Quand on évoque la banque de demain, revient inévitablement la menace que les GAFA pourraient représenter pour les établissements classiques. Et si Google ou Facebook décidaient en effet de se lancer sur le marché bancaire ? Pour Amazon, le pas a déjà été franchi : la plateforme de e-commerce propose des crédits aux commerçants. Et beaucoup imaginent qu’à l’instar d’Alibaba, Amazon pourrait bien ne pas s’en tenir là. Toutefois, s’il parait clair qu’Amazon pourrait faire sérieusement ombrage aux banques, sa transformation en banque parait moins évidente à envisager, puisqu’Amazon a justement réussi à bâtir un circuit de financement qui n’a plus besoin de banques !
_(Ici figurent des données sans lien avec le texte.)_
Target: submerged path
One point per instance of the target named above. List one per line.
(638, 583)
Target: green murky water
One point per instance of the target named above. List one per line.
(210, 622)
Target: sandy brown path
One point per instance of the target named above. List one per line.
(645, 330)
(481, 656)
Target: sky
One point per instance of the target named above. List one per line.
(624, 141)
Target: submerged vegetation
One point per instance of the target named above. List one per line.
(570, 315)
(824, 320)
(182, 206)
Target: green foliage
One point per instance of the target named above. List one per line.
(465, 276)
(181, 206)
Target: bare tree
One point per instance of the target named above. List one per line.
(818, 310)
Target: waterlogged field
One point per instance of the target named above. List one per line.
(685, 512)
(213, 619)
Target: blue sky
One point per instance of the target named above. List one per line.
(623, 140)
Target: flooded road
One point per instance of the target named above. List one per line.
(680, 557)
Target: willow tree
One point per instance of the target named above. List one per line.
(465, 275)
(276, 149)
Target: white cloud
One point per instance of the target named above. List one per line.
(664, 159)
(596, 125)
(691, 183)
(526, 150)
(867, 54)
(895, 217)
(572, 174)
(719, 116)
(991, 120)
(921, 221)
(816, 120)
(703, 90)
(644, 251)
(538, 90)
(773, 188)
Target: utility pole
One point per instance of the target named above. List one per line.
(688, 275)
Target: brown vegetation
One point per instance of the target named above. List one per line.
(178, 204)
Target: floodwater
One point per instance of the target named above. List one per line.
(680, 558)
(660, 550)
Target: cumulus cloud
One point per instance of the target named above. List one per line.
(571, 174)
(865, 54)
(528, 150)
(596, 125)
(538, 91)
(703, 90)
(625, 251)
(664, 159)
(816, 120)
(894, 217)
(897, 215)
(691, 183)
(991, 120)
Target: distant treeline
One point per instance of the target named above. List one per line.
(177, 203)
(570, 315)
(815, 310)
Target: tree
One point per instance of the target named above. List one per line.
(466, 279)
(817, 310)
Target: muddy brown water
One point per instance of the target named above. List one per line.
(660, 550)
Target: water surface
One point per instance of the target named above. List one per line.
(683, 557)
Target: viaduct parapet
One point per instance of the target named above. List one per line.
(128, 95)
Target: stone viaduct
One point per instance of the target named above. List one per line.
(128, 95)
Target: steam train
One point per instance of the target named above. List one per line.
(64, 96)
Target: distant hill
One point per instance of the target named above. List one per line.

En 2016, Amazon aura prêté un milliard $ à 20 000 commerces utilisant sa plateforme aux USA, au Royaume-Uni, ainsi qu’au Japon. Il s’agit d’une forte accélération : de 2011, année de lancement de ses lignes de crédits aux commerces, à 2015, Amazon avait au total prêté moins de 2 milliards $. Quelle sera la suite : un élargissement vers de nouveaux marchés, comme l’Inde ou la Chine ? L’ouverture à des emprunteurs autres que les commerces utilisant la plateforme ? Une diversification vers les dépôts ? On imagine volontiers qu’Amazon va être tenté, comme Alibaba, avec Alipay et Ant Financial, de profiter de sa position dominante pour se déployer dans les paiements et les crédits à la consommation.
C’est là certainement une possibilité mais, à ce stade, sans doute pas la plus immédiate ni même la plus probable. Car pourquoi Amazon voudrait-il devenir une banque ? L’orientation qu’a choisie Alibaba profite des opportunités qu’offre le contexte tout particulier du marché bancaire chinois. Elle n’est pas sans risques et l’on peut sérieusement douter de sa duplication possible dans les pays occidentaux – sans même parler des contraintes que feraient poser sur son développement les réglementations bancaires.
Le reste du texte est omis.